Opioid-induced Constipation

Treatments

Drug: Tegaserod

Study type

Interventional

Funder types

Industry

Identifiers

NCT00414024
CHTF919N2302

Details and patient eligibility

About

This study will evaluate the safety and efficacy of Tegaserod in opioid-induced constipation in patients with non-cancer pain.

Patients who enter this study PRIOR to the core study (CHTF919N2201) interim analysis receive the treatment as follows:

Patients will be randomly assigned to receive open label tegaserod 6 mg b.i.d. or tegaserod 12 mg o.d. using an allocation ratio of 1:1.

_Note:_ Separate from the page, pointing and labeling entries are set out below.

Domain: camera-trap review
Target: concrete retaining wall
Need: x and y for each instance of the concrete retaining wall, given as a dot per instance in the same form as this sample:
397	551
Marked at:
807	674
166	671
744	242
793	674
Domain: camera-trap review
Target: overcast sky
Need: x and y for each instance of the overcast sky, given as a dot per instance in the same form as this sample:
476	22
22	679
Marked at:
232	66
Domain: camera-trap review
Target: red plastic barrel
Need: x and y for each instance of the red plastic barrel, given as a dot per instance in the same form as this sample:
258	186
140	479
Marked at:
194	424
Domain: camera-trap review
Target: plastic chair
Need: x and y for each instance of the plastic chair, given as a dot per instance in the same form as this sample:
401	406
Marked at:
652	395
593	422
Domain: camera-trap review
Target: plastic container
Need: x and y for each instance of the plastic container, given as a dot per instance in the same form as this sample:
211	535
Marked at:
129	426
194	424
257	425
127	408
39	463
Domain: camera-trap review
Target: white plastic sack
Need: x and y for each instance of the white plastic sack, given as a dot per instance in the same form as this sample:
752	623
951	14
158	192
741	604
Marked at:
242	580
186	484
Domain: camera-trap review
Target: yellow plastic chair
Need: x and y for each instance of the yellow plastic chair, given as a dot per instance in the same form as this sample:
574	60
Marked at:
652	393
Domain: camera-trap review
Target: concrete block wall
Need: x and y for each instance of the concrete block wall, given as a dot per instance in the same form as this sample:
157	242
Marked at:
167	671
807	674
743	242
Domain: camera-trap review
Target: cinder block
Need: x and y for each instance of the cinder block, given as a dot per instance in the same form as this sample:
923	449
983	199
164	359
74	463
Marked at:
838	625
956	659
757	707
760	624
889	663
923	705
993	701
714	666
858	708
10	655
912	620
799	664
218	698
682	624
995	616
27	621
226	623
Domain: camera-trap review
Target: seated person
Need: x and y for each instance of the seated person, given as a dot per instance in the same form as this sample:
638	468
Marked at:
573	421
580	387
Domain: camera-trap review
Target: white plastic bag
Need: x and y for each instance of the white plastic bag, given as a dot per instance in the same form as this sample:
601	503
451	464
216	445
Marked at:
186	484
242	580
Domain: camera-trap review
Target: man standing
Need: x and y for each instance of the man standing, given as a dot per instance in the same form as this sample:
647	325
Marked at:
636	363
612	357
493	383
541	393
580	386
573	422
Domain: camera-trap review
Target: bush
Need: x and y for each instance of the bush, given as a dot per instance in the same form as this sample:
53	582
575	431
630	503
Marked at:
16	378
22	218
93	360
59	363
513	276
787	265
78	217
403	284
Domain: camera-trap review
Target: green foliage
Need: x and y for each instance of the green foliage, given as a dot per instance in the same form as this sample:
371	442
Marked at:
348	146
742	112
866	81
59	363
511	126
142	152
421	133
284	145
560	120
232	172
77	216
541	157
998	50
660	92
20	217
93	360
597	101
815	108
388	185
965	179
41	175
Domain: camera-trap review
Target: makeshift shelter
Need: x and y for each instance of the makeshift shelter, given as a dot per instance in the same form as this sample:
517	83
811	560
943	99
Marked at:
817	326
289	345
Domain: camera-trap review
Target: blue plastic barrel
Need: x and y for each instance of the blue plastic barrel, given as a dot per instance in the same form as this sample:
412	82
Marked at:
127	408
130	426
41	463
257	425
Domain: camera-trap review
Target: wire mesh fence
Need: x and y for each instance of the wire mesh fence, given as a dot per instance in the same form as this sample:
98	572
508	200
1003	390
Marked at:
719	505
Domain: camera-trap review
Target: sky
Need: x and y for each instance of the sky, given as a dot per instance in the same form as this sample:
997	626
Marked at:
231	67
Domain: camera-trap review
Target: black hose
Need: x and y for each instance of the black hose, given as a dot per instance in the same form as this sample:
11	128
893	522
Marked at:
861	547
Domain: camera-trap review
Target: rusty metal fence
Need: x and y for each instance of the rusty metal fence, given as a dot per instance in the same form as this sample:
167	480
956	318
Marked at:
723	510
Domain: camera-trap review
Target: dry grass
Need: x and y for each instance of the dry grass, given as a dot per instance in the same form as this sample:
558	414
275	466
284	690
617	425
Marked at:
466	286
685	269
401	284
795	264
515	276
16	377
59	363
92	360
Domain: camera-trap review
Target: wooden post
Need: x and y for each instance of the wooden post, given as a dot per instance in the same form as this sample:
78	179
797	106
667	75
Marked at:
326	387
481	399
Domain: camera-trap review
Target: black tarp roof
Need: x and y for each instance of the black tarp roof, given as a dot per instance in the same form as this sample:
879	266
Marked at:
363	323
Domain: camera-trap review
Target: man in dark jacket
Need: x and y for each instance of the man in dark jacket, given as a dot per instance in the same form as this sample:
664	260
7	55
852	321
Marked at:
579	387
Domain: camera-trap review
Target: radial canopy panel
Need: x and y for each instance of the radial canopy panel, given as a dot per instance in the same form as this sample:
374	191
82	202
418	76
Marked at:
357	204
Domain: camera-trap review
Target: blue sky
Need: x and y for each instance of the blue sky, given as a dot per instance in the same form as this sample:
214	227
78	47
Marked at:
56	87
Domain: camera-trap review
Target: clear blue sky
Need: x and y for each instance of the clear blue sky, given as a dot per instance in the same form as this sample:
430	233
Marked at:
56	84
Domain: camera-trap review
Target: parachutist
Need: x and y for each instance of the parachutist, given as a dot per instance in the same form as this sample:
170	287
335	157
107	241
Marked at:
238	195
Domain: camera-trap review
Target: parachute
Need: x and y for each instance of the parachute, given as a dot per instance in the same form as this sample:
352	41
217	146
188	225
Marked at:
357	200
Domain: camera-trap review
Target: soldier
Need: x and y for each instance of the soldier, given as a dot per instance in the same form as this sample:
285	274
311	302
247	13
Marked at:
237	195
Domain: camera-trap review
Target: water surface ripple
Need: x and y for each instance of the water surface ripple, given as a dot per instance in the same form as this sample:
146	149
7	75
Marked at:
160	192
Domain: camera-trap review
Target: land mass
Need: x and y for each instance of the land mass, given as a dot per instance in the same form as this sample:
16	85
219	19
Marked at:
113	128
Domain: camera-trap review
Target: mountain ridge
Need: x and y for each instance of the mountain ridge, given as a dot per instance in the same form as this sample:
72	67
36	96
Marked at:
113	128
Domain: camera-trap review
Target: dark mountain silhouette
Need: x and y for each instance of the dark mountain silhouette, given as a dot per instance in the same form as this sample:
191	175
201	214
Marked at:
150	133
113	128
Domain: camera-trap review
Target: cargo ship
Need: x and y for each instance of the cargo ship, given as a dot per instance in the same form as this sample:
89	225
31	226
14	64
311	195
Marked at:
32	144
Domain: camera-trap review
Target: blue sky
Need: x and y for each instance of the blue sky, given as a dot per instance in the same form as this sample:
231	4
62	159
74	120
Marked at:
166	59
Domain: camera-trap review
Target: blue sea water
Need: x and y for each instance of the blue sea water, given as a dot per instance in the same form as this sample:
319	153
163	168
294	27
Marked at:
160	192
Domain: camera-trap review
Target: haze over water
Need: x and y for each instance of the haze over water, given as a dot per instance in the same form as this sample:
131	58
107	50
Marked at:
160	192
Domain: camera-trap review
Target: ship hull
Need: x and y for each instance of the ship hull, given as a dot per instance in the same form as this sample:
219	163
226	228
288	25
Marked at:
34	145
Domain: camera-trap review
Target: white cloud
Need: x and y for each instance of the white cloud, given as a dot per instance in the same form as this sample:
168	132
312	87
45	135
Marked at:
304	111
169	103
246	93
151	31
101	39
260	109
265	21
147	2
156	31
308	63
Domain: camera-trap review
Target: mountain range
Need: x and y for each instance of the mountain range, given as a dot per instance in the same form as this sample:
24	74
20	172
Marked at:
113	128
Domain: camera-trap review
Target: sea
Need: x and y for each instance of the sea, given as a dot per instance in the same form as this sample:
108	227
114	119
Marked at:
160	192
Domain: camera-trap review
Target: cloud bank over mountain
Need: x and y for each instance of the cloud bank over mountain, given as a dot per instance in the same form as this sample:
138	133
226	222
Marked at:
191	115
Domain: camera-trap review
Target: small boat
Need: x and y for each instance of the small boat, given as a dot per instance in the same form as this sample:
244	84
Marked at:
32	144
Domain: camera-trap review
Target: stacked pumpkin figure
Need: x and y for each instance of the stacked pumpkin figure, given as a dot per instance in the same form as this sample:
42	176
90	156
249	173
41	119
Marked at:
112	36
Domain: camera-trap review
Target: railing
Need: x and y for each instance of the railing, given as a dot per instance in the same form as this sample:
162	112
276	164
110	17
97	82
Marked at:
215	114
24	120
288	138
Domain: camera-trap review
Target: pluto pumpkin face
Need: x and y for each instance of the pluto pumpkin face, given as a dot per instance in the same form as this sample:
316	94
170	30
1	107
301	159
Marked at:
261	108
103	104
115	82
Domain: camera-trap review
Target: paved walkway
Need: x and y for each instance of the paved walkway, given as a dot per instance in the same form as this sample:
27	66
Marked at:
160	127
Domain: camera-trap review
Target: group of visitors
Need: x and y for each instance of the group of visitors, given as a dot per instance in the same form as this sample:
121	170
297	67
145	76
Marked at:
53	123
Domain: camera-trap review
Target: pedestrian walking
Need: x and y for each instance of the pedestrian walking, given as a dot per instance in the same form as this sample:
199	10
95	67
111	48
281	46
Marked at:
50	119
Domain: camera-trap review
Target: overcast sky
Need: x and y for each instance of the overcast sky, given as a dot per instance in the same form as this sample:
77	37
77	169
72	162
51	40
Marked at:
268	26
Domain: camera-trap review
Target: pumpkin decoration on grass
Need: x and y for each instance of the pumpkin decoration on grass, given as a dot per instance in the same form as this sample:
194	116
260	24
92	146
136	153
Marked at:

Patients who enter this study AFTER the core study interim analysis receive the treatment as follows:

Patients will be assigned to receive the selected tegaserod dose regimen (as determined by the core study interim analysis) in an open label fashion.

Enrollment

11 patients

Sex

All

Ages

18+ years old

Volunteers

No Healthy Volunteers

Inclusion criteria

  • Male and female outpatients 18 years of age or older.
  • Patients with chronic non-cancer pain that necessitates the use of non- injectable opioid analgesics.
  • Chronic pain which has been present for a minimum of 3 months which needs the chronic use of opioids for pain relief.
  • Constipation, according to the investigator's clinical judgment, that is resulting from opioid use for non-cancer chronic pain. Opioid-induced Constipation (OIC) is defined as follows:

less than 3 spontaneous bowel movements per week and at least one of the following on at least 25% of occasions:

  1. Hard or very hard stools
  2. sensation of incomplete evacuation
  3. straining while having a bowel movement

Exclusion criteria

    1. Who are receiving opioids for abdominal pain or connective tissue disorders.
  • Planned discontinuation of opioids during the study
  • Who underwent major surgery within 3 months prior to screening.
  • With a history of prior chronic constipation (CC) that was present for more than three months and that was not related to opioid use.
  • With a current diagnosis of irritable bowel syndrome (IBS) constipation predominant or alternators.
  • With a previous use of tegaserod within 3 months prior to baseline.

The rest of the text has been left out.